In the end, groups like the United States Chamber of Commerce and the National Federation of Independent Business tried to stop the bill, saying it would increase the cost of doing business. But other groups, including the American Medical Association and AARP backed it, as did the pharmaceutical industry. Lawmakers agreed that Sunday’s debate was historic, but they were poles apart in assessing the legislation.

Ms. Pelosi said the bill would free people to pursue their dreams without having to worry about being bankrupted by medical bills or losing health insurance when they switch jobs.

“It’s liberating legislation,” Ms.
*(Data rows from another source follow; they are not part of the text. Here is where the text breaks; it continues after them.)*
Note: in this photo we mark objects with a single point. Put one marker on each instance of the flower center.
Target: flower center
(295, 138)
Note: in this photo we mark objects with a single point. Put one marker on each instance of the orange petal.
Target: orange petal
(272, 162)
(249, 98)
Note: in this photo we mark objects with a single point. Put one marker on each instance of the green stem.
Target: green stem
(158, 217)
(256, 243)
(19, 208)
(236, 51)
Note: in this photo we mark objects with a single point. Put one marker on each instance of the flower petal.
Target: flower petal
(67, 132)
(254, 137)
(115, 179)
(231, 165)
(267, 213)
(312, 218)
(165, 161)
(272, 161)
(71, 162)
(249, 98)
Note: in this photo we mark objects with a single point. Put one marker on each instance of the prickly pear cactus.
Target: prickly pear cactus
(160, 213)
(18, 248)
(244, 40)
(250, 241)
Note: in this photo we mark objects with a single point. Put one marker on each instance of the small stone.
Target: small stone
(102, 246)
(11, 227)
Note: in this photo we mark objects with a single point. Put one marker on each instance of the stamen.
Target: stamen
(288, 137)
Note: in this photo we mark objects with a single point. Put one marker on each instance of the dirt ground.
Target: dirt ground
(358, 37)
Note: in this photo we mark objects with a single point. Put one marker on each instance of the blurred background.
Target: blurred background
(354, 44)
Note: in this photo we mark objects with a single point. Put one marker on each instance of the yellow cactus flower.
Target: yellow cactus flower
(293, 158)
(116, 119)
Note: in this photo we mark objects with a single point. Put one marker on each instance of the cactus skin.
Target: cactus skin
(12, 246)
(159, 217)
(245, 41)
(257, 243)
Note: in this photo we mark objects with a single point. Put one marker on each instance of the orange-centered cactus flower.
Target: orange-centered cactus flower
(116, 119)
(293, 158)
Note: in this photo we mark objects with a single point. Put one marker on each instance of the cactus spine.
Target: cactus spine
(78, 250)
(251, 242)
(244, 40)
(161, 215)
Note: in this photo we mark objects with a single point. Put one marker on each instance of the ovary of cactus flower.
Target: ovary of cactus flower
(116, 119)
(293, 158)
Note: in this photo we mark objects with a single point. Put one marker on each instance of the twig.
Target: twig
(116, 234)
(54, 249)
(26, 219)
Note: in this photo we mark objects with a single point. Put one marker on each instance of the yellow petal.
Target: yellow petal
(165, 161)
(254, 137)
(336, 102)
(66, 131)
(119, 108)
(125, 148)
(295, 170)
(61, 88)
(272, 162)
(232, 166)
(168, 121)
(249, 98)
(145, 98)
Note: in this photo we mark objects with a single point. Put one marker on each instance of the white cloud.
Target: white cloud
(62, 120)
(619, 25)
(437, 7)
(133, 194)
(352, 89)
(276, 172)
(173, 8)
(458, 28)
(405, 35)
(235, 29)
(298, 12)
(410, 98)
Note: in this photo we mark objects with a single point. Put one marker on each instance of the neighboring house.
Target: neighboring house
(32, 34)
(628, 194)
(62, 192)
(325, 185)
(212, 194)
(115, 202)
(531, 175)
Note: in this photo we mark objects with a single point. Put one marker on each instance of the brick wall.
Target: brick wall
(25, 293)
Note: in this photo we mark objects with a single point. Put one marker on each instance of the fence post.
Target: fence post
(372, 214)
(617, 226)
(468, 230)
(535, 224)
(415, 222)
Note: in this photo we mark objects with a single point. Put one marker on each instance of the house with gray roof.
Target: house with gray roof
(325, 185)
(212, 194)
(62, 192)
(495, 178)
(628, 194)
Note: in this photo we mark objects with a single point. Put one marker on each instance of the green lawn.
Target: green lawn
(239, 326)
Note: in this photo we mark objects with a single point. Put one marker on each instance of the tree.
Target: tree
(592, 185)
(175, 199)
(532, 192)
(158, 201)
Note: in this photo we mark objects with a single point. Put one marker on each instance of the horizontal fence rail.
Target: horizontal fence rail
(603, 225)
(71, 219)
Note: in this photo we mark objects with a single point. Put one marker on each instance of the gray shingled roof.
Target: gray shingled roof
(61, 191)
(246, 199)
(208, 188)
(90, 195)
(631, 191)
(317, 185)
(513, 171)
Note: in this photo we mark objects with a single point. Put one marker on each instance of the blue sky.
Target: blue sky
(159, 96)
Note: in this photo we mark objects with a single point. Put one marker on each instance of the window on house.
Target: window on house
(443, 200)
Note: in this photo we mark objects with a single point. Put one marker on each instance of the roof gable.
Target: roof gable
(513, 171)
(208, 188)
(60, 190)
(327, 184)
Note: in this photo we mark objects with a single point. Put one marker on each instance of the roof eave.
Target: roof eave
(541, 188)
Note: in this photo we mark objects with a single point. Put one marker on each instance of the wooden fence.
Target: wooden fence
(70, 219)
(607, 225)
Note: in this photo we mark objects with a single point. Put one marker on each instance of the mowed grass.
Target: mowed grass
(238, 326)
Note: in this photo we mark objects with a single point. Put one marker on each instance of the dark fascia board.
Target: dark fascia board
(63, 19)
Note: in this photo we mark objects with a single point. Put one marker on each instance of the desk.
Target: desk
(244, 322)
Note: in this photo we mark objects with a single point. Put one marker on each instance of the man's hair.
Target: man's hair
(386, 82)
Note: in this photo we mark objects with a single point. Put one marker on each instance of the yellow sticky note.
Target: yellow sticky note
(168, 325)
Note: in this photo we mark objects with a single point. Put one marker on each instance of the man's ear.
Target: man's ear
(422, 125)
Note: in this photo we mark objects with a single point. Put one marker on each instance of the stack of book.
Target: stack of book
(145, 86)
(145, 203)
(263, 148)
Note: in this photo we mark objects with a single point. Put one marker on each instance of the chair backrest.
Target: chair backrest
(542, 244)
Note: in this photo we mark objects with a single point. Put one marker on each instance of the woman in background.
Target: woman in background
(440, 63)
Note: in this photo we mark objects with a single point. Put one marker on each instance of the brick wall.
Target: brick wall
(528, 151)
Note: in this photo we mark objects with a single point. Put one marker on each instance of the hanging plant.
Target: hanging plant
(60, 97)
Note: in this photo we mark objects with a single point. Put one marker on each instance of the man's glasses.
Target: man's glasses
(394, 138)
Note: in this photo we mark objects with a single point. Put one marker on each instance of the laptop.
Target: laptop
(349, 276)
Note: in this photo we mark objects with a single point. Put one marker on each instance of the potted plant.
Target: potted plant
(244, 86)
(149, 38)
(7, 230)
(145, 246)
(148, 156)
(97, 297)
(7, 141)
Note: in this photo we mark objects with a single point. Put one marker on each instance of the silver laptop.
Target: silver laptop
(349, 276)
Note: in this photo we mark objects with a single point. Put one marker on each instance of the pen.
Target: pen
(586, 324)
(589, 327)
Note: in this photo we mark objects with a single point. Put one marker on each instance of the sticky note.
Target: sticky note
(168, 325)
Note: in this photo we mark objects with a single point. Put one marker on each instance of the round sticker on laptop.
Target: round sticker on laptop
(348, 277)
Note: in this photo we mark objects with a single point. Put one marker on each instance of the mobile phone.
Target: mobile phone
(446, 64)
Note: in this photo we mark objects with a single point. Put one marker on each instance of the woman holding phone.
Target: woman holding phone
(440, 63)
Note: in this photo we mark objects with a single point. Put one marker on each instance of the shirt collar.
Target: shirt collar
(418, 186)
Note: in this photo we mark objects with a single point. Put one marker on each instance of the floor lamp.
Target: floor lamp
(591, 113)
Pelosi said. “It’s to free Americans to live their passion, reach their aspirations without being job-locked because they have to have health care, especially if they have someone in their family with a pre-existing condition.”

Representative Rodney Alexander, Republican of Louisiana, said, “You cannot expect to expand coverage to millions of individuals and to curb costs at the same time.”

Republicans said the picture painted by the budget office was too rosy, because the new taxes and fees would start immediately, while the major costs would not show up for four years.

Moreover, Republicans said Democrats would pay a price for defying public opinion on the bill.

“Are you so arrogant that you know what’s best for the American people?” Representative Paul Broun, Republican of Georgia, asked the Democrats. “Are you so ignorant to be oblivious to the wishes of the American people?”

Lawmakers spoke with deep conviction in explaining their votes.

“Health care is not only a civil right, it’s a moral issue,” said Representative Patrick J. Kennedy, Democrat of Rhode Island, who invoked the memory of his father, Senator Edward M. Kennedy, Democrat of Massachusetts, a lifelong champion of health care for all.

After the legislation passed and he called it a night, Mr. Obama sought to place the day in a broader perspective.

“In the end what this day represents is another stone firmly laid in the foundation of the American dream,” the president said. “Tonight, we answered the call of history as so many generations of Americans have before us. When faced with crisis, we did not shrink from our challenges. We overcame them. We did not avoid our responsibilities, we embraced it. We did not fear our future, we shaped it.”